What I also noted, was that the relative sizes indicates the weight of traffic through the system. This could be useful to see if the flow within your application is as your would expect.

For SQS, we again wrap the client as we have done before.

```TypeScript
const sqs = AWSXRay.captureAWSv3Client(new SQSClient({}));
```

Now when we run the tests, we see the following in X-Ray.

![X-Ray service map showing metrics](https://github.com/andybalham/blog-source-code/blob/master/blog-posts/images/adventures-with-xray-part-1/message-router-with-errors.png?raw=true)

The interesting thing here is that the view includes metrics along with the service map. Two of the circles indicate that error metrics were recorded. Now if we select them, we get the option to view filtered traces.

![X-Ray service map option to view filtered traces](https://github.com/andybalham/blog-source-code/blob/master/blog-posts/images/adventures-with-xray-part-1/message-router-with-error-selected.png?raw=true)

Clicking on this we get a list of traces where errors occurred.

![X-Ray trace list](https://github.com/andybalham/blog-source-code/blob/master/blog-posts/images/adventures-with-xray-part-1/message-router-with-error-traces.png?raw=true)

Selecting one, we go straight to the logs and we can see the error.

![CloudWatch error logs](https://github.com/andybalham/blog-source-code/blob/master/blog-posts/images/adventures-with-xray-part-1/message-router-with-error-log-entries.png?raw=true)

Hopefully, this gives you some idea of how X-Ray can help bring together traces, metrics, and logs. Allowing you to identify errors and get to the relevant logs, in order to debug issues quickly.

## Step Functions

The final example that we will instrument with X-Ray is one that contains a step function. The step function implements a process that obtains a credit rating and then decides whether to accept or decline a loan. Where errors occur, a message is placed on an SQS queue. The step function definition is shown below. We can see that it includes integrations with SNS and SQS.

![The step function definition](https://raw.githubusercontent.com/andybalham/cdk-cloud-test-kit/main/examples/loan-processor-state-machine/images/loan-processor-step-function.png)

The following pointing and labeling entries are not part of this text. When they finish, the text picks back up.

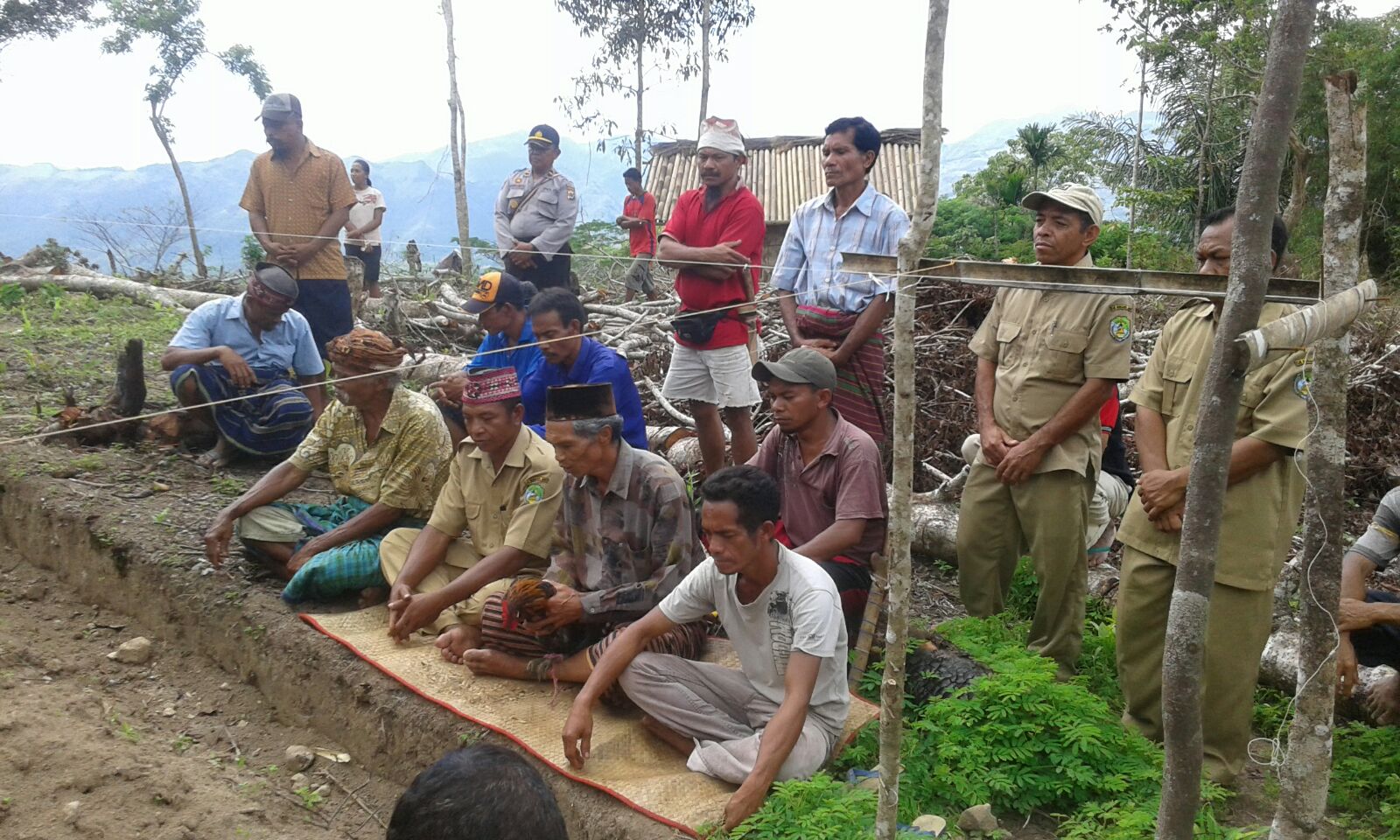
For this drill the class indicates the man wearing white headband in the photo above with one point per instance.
(714, 240)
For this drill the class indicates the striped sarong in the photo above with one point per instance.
(270, 422)
(860, 382)
(345, 569)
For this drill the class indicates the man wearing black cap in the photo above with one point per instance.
(298, 200)
(536, 214)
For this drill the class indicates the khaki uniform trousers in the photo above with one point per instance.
(1045, 517)
(1236, 630)
(461, 556)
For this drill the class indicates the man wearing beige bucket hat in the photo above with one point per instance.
(1046, 363)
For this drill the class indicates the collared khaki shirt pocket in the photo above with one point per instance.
(1176, 382)
(1063, 357)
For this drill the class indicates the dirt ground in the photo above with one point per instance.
(172, 749)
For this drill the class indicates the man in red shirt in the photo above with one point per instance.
(714, 240)
(639, 219)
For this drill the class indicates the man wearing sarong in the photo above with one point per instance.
(388, 455)
(244, 347)
(494, 520)
(826, 308)
(833, 486)
(625, 538)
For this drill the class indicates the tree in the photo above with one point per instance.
(179, 46)
(910, 251)
(458, 144)
(1250, 268)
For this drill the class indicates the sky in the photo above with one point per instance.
(373, 76)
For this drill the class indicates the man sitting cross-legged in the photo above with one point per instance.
(835, 508)
(781, 713)
(625, 538)
(387, 452)
(504, 490)
(244, 347)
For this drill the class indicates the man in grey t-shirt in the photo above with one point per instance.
(1369, 620)
(781, 713)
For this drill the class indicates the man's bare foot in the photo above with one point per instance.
(1383, 702)
(455, 641)
(674, 739)
(487, 662)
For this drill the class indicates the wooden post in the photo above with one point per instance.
(910, 251)
(1302, 780)
(1250, 265)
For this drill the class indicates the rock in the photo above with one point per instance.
(136, 651)
(298, 758)
(977, 818)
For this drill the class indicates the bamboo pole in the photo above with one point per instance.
(910, 251)
(1304, 777)
(1250, 266)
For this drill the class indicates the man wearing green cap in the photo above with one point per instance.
(536, 214)
(1046, 363)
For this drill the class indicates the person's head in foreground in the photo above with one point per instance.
(581, 422)
(366, 366)
(478, 793)
(739, 515)
(1068, 223)
(720, 154)
(798, 385)
(492, 410)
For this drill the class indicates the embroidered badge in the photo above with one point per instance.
(1120, 328)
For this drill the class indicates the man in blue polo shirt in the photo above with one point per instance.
(571, 359)
(245, 346)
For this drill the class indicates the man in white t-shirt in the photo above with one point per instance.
(781, 713)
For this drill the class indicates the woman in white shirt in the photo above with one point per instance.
(363, 228)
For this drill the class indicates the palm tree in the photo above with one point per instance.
(1036, 144)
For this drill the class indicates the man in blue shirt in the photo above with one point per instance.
(499, 304)
(244, 347)
(571, 359)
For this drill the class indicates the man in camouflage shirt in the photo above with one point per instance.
(625, 536)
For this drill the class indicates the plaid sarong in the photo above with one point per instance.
(343, 569)
(860, 384)
(270, 422)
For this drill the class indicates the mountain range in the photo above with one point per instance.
(41, 200)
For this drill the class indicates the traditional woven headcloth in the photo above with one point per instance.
(487, 385)
(366, 350)
(272, 286)
(580, 402)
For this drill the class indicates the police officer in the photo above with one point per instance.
(1259, 515)
(1046, 363)
(536, 216)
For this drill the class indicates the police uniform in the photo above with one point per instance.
(483, 511)
(1046, 345)
(1256, 532)
(541, 212)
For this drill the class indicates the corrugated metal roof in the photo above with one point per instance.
(786, 172)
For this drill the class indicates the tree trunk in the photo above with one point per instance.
(184, 192)
(1306, 770)
(910, 251)
(1250, 270)
(458, 146)
(704, 60)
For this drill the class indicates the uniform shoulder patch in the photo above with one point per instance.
(1120, 328)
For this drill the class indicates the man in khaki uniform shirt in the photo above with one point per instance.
(504, 490)
(1262, 506)
(1046, 361)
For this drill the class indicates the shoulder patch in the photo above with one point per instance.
(1120, 328)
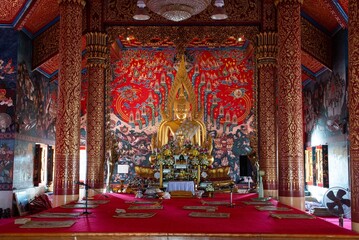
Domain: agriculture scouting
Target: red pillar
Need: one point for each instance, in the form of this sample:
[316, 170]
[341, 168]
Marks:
[353, 87]
[69, 96]
[290, 121]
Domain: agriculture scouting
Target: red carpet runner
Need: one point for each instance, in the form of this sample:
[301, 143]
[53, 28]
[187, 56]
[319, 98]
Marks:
[244, 219]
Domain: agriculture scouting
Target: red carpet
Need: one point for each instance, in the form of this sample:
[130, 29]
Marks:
[244, 219]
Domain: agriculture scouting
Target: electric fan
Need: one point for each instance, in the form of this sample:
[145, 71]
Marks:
[337, 200]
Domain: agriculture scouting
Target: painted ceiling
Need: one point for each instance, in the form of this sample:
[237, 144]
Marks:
[35, 16]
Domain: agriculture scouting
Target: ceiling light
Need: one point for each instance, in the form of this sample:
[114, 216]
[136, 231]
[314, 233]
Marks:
[141, 13]
[177, 10]
[219, 12]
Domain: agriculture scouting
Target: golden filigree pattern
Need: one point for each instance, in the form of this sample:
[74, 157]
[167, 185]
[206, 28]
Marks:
[287, 1]
[267, 126]
[96, 46]
[240, 11]
[290, 122]
[266, 51]
[319, 46]
[353, 88]
[269, 16]
[182, 35]
[96, 127]
[95, 19]
[69, 97]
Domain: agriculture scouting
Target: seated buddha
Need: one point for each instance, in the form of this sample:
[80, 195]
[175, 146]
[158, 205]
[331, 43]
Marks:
[182, 121]
[182, 128]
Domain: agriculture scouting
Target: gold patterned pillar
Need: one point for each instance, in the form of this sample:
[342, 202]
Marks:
[290, 120]
[96, 45]
[353, 88]
[266, 54]
[69, 95]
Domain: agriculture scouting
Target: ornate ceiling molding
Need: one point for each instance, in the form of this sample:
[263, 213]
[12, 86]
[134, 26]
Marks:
[182, 35]
[240, 12]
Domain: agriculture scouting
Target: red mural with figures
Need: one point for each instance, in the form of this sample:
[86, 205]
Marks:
[222, 79]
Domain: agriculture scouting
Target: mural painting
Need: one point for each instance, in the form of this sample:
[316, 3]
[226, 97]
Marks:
[326, 118]
[223, 80]
[8, 54]
[6, 163]
[23, 164]
[36, 104]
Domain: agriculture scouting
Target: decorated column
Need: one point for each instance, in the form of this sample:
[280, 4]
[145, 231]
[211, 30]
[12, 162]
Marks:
[266, 54]
[267, 73]
[69, 96]
[290, 111]
[96, 45]
[353, 88]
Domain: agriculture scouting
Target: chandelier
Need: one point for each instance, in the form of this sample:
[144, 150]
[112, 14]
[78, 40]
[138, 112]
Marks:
[178, 10]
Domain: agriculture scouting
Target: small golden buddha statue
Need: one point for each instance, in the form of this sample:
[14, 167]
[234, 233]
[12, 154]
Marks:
[181, 118]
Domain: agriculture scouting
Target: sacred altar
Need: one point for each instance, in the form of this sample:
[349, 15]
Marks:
[181, 148]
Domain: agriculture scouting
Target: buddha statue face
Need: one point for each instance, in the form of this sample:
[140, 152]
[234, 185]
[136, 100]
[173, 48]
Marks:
[181, 106]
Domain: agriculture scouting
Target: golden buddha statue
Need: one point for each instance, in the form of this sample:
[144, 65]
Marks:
[181, 118]
[182, 123]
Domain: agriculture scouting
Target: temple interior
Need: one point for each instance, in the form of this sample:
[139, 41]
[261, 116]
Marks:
[180, 100]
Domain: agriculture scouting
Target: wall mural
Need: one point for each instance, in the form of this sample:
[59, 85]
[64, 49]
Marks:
[36, 102]
[23, 164]
[326, 118]
[6, 163]
[8, 62]
[325, 106]
[223, 80]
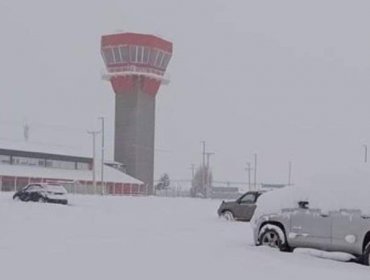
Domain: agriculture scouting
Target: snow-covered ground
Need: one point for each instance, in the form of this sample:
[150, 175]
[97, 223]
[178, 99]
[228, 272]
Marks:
[144, 238]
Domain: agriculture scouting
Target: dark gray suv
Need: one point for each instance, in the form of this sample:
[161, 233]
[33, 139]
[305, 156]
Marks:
[241, 209]
[344, 230]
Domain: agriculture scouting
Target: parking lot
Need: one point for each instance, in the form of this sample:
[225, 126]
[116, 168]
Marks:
[145, 238]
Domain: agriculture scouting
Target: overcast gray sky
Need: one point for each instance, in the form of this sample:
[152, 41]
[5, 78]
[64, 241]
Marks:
[286, 79]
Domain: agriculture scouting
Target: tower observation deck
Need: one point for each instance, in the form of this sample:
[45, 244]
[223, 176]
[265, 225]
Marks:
[135, 66]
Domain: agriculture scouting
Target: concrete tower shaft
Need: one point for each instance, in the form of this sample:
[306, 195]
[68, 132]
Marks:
[136, 66]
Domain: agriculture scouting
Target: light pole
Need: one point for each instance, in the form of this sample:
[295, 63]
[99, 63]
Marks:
[203, 162]
[102, 155]
[249, 169]
[365, 152]
[93, 134]
[255, 171]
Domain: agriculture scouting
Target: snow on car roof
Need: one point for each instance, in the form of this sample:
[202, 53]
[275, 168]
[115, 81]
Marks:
[328, 192]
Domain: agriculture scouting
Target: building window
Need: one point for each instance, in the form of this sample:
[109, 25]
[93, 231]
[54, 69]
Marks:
[28, 161]
[83, 166]
[166, 59]
[133, 54]
[117, 56]
[153, 57]
[108, 56]
[124, 54]
[159, 60]
[4, 159]
[140, 54]
[60, 164]
[146, 55]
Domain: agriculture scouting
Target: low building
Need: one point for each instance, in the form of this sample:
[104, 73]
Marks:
[20, 166]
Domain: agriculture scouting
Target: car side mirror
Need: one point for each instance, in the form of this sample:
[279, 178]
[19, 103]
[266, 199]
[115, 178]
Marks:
[303, 204]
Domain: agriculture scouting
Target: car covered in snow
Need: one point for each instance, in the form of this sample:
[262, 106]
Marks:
[326, 219]
[241, 209]
[51, 193]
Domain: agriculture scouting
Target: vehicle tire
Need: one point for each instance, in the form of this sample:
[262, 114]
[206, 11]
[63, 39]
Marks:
[271, 238]
[366, 255]
[228, 215]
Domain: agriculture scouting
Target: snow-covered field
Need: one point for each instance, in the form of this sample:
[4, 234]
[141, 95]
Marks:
[144, 238]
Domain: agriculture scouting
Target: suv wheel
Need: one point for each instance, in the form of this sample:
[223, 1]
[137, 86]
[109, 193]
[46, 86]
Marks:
[228, 215]
[366, 255]
[271, 238]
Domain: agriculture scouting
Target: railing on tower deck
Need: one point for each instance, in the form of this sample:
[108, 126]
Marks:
[135, 70]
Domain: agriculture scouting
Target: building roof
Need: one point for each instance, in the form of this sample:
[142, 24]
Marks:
[44, 148]
[111, 175]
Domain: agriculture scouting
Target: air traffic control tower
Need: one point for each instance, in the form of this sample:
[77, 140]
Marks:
[135, 66]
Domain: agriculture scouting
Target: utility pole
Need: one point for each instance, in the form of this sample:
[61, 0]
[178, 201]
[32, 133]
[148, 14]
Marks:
[102, 155]
[203, 162]
[249, 169]
[192, 168]
[365, 155]
[93, 134]
[255, 171]
[208, 154]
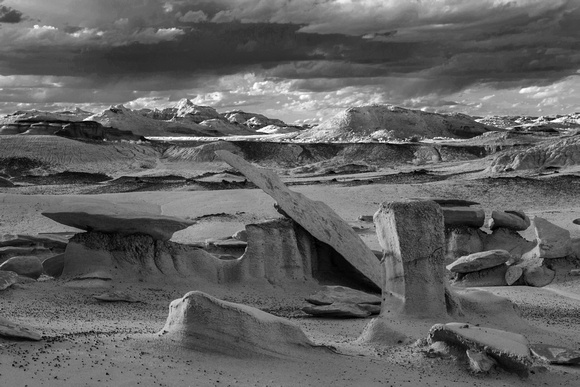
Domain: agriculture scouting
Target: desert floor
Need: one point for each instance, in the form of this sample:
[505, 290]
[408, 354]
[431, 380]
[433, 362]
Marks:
[88, 343]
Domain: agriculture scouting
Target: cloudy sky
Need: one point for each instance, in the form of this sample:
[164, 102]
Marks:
[292, 59]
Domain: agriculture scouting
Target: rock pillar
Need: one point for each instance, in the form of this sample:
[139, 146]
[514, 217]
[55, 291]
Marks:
[411, 234]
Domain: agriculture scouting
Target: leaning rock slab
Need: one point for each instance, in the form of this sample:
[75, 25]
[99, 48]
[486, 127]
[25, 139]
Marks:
[201, 322]
[479, 261]
[411, 235]
[12, 330]
[337, 310]
[463, 216]
[553, 241]
[316, 217]
[109, 218]
[25, 266]
[513, 220]
[332, 294]
[510, 350]
[7, 279]
[556, 355]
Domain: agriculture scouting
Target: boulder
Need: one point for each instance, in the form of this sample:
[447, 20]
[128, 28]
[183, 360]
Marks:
[333, 294]
[411, 235]
[201, 322]
[493, 276]
[337, 310]
[109, 218]
[5, 182]
[316, 217]
[509, 240]
[513, 220]
[461, 241]
[53, 266]
[553, 241]
[510, 350]
[27, 266]
[12, 330]
[463, 216]
[479, 361]
[7, 279]
[556, 355]
[479, 261]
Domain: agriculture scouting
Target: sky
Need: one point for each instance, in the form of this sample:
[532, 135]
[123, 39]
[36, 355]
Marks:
[297, 60]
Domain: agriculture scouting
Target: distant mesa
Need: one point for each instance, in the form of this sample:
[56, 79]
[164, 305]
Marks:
[388, 123]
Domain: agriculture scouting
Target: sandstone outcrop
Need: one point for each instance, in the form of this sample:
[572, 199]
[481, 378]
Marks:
[337, 310]
[30, 267]
[559, 153]
[7, 279]
[204, 323]
[110, 218]
[510, 350]
[513, 220]
[363, 123]
[411, 235]
[553, 241]
[316, 217]
[463, 216]
[479, 261]
[12, 330]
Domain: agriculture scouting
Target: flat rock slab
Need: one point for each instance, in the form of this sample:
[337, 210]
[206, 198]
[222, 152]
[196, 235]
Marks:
[513, 220]
[553, 241]
[116, 296]
[12, 330]
[479, 261]
[201, 322]
[316, 217]
[337, 310]
[7, 279]
[332, 294]
[510, 350]
[556, 355]
[109, 218]
[444, 202]
[463, 216]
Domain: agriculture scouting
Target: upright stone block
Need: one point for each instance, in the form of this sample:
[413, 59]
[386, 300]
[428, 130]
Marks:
[412, 236]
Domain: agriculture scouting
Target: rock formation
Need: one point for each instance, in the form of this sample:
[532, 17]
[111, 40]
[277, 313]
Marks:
[27, 266]
[203, 323]
[555, 153]
[510, 350]
[364, 123]
[316, 217]
[110, 218]
[412, 238]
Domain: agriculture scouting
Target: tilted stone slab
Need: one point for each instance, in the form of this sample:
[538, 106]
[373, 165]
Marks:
[510, 350]
[412, 237]
[109, 218]
[479, 261]
[316, 217]
[513, 220]
[463, 216]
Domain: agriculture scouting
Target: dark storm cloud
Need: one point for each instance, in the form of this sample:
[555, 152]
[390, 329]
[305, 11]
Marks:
[10, 15]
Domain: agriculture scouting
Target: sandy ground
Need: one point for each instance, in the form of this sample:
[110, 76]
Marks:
[89, 343]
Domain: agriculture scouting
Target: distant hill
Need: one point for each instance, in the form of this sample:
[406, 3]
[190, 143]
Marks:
[388, 123]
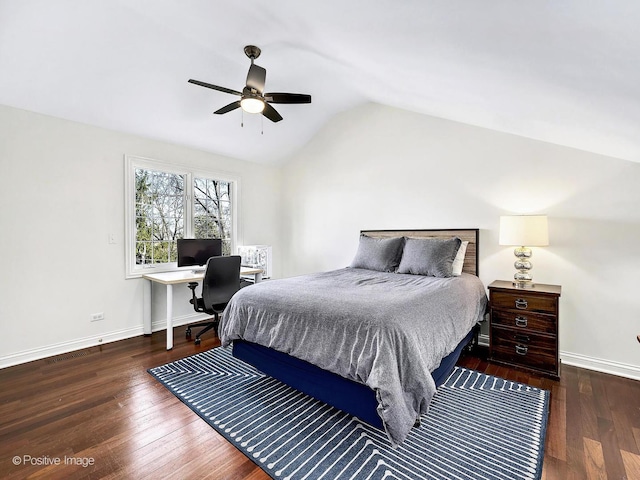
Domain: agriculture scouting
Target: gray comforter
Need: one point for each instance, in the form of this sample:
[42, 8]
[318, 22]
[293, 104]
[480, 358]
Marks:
[386, 330]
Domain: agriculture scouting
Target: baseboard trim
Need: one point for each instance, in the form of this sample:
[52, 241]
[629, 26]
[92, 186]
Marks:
[590, 363]
[601, 365]
[92, 341]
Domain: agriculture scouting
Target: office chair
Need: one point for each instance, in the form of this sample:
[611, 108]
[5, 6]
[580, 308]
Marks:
[221, 281]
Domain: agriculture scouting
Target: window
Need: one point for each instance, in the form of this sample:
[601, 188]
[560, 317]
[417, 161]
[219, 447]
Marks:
[165, 202]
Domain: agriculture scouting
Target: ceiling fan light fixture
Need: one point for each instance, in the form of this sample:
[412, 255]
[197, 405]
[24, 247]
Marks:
[252, 104]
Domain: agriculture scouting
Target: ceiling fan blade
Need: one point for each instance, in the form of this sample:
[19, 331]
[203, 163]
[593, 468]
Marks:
[256, 77]
[215, 87]
[228, 108]
[287, 98]
[271, 113]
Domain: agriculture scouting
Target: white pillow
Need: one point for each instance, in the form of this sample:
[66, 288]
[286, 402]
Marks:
[458, 262]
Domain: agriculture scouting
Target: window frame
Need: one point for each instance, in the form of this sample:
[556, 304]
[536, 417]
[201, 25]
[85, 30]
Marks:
[132, 162]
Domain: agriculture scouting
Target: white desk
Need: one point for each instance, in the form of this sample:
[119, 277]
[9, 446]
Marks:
[170, 279]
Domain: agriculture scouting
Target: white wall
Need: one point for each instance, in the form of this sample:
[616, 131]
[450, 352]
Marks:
[62, 195]
[376, 167]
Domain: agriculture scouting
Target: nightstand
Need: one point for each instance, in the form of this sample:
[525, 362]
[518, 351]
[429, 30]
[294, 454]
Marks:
[523, 328]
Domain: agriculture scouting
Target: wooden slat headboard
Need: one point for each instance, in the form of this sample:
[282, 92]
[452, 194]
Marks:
[470, 235]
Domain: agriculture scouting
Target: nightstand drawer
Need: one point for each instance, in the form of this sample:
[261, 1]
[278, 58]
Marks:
[525, 320]
[530, 350]
[524, 301]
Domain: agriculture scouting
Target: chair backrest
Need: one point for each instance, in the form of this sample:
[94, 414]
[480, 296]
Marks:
[221, 280]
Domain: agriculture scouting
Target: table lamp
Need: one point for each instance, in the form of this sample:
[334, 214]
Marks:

As well as setting the appropriate property on each Lambda function, we also need to set the `tracingEnabled` property to `true` on our step function.

```TypeScript
export interface StateMachineProps {
    // <snip>
    /**
     * Specifies whether Amazon X-Ray tracing is enabled for this state machine.
     *
     * @default false
     */
    readonly tracingEnabled?: boolean;
    // <snip>
}
```

With this in place, we can deploy the updated example and run our tests that exercise all the routes through the step function. The result in X-Ray is shown below.

![X-Ray showing step function service map](https://github.com/andybalham/blog-source-code/blob/master/blog-posts/images/adventures-with-xray-part-1/step-function-service-map.png?raw=true)

Here we can see the step function integrations with Lambda, SNS, SQS, and DynamoDB. We can see the traces go through Lambda, SNS, and SQS, but stop at DynamoDB. Although our example observes DynamoDB events, and we can see the Lambda function elsewhere in the service map, the context is lost as soon as the record is written.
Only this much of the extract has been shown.